Поскольку нельзя было проявить слабину при Гамбале, сошлись на двадцати ударах. На мне были только мокрые парусиновые штаны, облепившие ноги, и Стефано резко сдернул их. Виола послала мне жалкую, вымученную улыбку и отвернулась со слезами на глазах. Стефано сломал гибкую ветку, оголил ее, поплевал на руки и начал обрабатывать мне ягодицы и поясницу. К счастью, вокруг росли одни пинии, которые на розги совсем не годятся. Я вытерпел все не дрогнув, меня мучила другая, более коварная рана — сознание того, что мое тело выставлено на обозрение этого сельского Колизея, как будто оно уже не заплатило за все. Стефано нанес мне двадцать пять ударов, будто бы сбился со счета. Я не сводил глаз с дяди. Он торжествующе улыбался, по крайней мере поначалу.
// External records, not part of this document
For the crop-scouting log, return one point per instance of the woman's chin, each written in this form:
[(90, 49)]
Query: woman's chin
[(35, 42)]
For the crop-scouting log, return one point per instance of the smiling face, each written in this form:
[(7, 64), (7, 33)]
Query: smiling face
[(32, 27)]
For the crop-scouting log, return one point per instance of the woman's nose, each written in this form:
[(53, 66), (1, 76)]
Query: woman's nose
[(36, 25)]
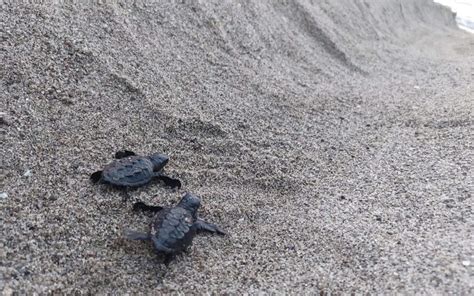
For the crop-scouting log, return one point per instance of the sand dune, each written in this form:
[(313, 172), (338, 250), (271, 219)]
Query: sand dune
[(333, 140)]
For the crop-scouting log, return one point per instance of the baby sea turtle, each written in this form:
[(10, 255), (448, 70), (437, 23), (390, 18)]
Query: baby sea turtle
[(131, 170), (172, 229)]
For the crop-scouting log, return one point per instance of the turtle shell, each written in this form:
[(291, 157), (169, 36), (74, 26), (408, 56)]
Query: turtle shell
[(172, 230), (131, 171)]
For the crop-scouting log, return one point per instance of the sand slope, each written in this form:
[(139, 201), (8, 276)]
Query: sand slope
[(333, 140)]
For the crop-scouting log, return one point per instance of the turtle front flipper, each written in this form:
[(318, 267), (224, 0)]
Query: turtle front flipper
[(141, 206), (169, 182), (202, 226), (96, 177), (135, 235), (124, 153)]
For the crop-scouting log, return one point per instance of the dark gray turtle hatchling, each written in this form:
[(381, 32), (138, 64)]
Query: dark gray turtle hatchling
[(131, 170), (172, 229)]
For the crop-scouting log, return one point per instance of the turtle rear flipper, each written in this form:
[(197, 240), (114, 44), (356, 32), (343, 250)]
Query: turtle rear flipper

Потом его нижняя челюсть стала нервно дергаться. При последних ударах казалось, что бьют его самого. И вот все стихло: посткоитальная усталость. И всего-то, подумали все одновременно, надо бы побольше. Никто не двигался. Мне предстояло сделать первый шаг — уйти со сцены до того, как опустится занавес, и тогда зрители смогут с облегчением кашлять, чесаться, устраиваться поудобнее на местах вплоть до следующего акта.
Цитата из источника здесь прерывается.